5

Вместо сцены было просто небольшое пространство посреди зала, окруженное рядами кресел.

Виня посреди светового круга играла на чем-то напоминающем гибрид флейты и органа. Серебристая, слегка изогнутая трубка несла на конце серебристый же шар немногим более Вининого кулака, а на шаре возвышался пучок словно маленьких органных труб, напоминавший готический собор (центральные трубки в пучке были длиннее). Звук инструмента напоминал синтезатор, включенный одновременно на тембрах флейты и скрипки…

Мелодия была настолько необычной и пленительной, что Виня, проснувшись, чуть не заплакала, потому что не запомнила ни одной музыкальной фразы.

И вздрогнула от неистового вопля.

— Кошки! Гады! Убью, суки! — надсадно орал Гелий, потрясая кулаками над грудой газет, лежащей на столе.
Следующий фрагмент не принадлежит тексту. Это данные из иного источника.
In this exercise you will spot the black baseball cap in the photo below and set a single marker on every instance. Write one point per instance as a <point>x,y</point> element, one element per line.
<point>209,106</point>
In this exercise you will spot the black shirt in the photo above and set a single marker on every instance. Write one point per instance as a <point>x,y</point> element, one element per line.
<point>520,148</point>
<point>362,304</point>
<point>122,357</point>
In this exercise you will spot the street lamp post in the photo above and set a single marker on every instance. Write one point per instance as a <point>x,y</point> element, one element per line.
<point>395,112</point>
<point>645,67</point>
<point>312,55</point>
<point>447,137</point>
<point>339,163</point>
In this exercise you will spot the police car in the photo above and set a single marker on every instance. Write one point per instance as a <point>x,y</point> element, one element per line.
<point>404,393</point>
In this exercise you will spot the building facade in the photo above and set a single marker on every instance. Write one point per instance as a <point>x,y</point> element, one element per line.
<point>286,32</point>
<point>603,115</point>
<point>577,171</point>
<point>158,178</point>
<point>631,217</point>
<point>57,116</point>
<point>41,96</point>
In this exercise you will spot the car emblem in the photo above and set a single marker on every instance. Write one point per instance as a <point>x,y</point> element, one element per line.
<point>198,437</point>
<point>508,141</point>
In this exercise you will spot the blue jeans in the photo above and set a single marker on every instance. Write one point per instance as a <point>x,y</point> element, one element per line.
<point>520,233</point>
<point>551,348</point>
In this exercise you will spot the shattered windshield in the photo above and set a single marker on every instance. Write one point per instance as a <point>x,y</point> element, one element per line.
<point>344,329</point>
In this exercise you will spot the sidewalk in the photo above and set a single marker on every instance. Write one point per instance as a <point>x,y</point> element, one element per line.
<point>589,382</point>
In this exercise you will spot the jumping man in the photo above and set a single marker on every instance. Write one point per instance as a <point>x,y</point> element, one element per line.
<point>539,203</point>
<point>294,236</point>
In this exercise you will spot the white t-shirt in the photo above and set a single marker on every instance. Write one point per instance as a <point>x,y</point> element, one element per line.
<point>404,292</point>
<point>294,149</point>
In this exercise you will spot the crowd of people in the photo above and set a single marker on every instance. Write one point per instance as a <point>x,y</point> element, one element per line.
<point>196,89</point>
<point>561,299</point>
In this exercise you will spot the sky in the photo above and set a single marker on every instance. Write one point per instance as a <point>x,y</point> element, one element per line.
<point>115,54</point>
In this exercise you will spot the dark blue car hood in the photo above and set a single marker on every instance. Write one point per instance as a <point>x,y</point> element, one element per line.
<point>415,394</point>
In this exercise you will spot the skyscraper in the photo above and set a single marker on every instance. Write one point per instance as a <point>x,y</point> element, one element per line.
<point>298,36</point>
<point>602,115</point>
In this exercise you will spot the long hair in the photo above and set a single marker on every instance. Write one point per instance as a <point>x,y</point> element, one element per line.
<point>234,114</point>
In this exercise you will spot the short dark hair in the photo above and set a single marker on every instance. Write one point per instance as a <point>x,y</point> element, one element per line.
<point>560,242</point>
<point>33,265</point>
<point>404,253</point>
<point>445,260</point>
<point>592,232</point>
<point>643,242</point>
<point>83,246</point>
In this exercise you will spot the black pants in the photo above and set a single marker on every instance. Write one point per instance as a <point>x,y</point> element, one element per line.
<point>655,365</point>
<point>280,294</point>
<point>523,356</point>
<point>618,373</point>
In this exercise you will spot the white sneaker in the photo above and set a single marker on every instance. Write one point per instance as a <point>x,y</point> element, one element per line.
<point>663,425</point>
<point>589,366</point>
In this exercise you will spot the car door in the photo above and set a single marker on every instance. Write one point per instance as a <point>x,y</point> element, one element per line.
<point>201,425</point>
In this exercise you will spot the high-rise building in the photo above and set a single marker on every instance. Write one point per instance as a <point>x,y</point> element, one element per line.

Виня слетела с тахты, подскочила к Гелию, спросила внешне спокойно, хотя колотящееся сердце сотрясало грудную клетку:

— Что они сделали?

— Обоссали авторские экземпляры!

— Так ты ж кладешь их где попало. Я говорила — в шкафчик за запертую дверцу или в ящик стола. У них туалет — картонная коробка с газетами. Или они, по-твоему, отличают, где ценные газеты, а где бросовые?

— Сейчас сволочей за хвост и головой об стенку! Они нарочно это сделали! Они мне мстят! Не так погладил, не так посмотрел!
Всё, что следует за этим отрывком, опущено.